An innovative electricity generation system for automotive and marine, powered by exhaust waste thermal energy to reduce fuel consumption
The Powerdriver project aimed to develop an innovative, environmentally friendly thermoelectric power generation system for automotive and marine applications that is powered by exhaust waste thermal energy to reduce fuel consumption.
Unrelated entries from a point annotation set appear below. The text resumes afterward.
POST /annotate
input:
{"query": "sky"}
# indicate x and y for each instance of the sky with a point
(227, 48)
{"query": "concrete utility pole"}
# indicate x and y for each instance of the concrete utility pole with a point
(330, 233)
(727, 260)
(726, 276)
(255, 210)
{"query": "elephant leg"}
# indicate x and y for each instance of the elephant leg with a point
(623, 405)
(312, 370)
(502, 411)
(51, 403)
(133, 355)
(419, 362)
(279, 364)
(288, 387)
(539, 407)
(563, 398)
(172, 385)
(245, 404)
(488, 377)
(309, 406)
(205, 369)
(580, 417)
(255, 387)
The project further aimed to advance thermoelectric chemistry and structural understanding by creating highly innovative nano-structured, functionally graded and multi-layer TEG structured compounds targeting commercial competitiveness in waste heat energy recovery applications. The waste heat being used to produce electricity to power on-board applications in automotive and marine sectors.
Project end date
Finished – January 2014
- Overcome the limitations relating to the production of an automotive and marine power generation system by integrating cutting-edge nano-structured silicide and functionally graded telluride thermo-electric materials into a heat exchanger assembly that will enable electrical power to be generated from the exhaust system without affecting back-pressure or engine balance.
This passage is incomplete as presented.